Remember those Bush-era tax cuts? They, along with the ill-advised Iraq war, were primarily responsible for taking a healthy surplus left by the Clinton administration and converting it into the massive deficits that we have endured for years.
Somehow, the prospect of adding at least another $2 trillion to the national debt over the next decade doesn't faze the vast majority of Republicans (and handful of Democrats) in Congress for whom any tax cut is a good tax cut, however fiscally reckless or unneeded by the recipient. Apparently, we are supposed to forget that just weeks ago, the GOP leadership was railing against extending benefits to long-term unemployed Americans on the grounds that helping those people, many of whom are in truly desperate straits, would add about $34 billion to the deficit.
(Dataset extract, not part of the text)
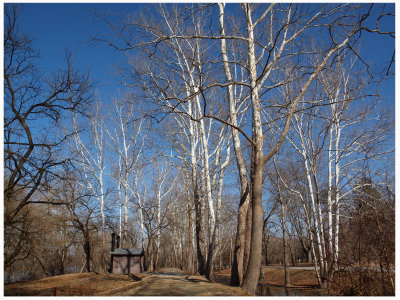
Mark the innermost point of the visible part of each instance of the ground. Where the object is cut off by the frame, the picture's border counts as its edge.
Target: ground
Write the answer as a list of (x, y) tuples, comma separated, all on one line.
[(168, 282), (301, 276)]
President Barack Obama deserves credit for using his Saturday radio address to criticize House Minority Leader John Boehner for promising to fight to permanently extend the Bush tax cuts even for families earning more than $250,000 a year. With so many pressing needs in our society, it is not clear that tax breaks for the most well-off Americans are ever a good idea; but the timing of this proposal, with deficits rising and so many Americans in need, could hardly be worse. It says a lot about the current climate in Washington that taking such a common-sense stand demonstrates a certain degree of political bravery on Mr. Obama's part.
The question of middle-class taxes is different and is a debate worth having. The president and many Democrats are inclined to extend the tax cuts on families making less than $250,000. During his campaign for president, Mr. Obama repeatedly promised never to raise taxes on the middle class (a promise we considered ill-advised, then and now), so he would no doubt take a political hit for letting the tax break for middle-class families expire. We, however, are far more concerned with the fiscal health of the nation than the president's political fortunes.
These tax cuts were designed to be temporary because virtually everybody realized that — "trickle down" theory notwithstanding — over time, they would cause annual deficits and the overall federal debt to spiral out of control. The middle-class tax cut, were it to continue, would represent almost two-thirds of the $2 trillion impact on the national debt by 2020.
We have great sympathy for the recession-battered middle class in this country and have no disagreement, in principle, on lowering their taxes. But the effect on the national Treasury of continuing this tax cut, at this time, may be more than this debt-weary nation can afford.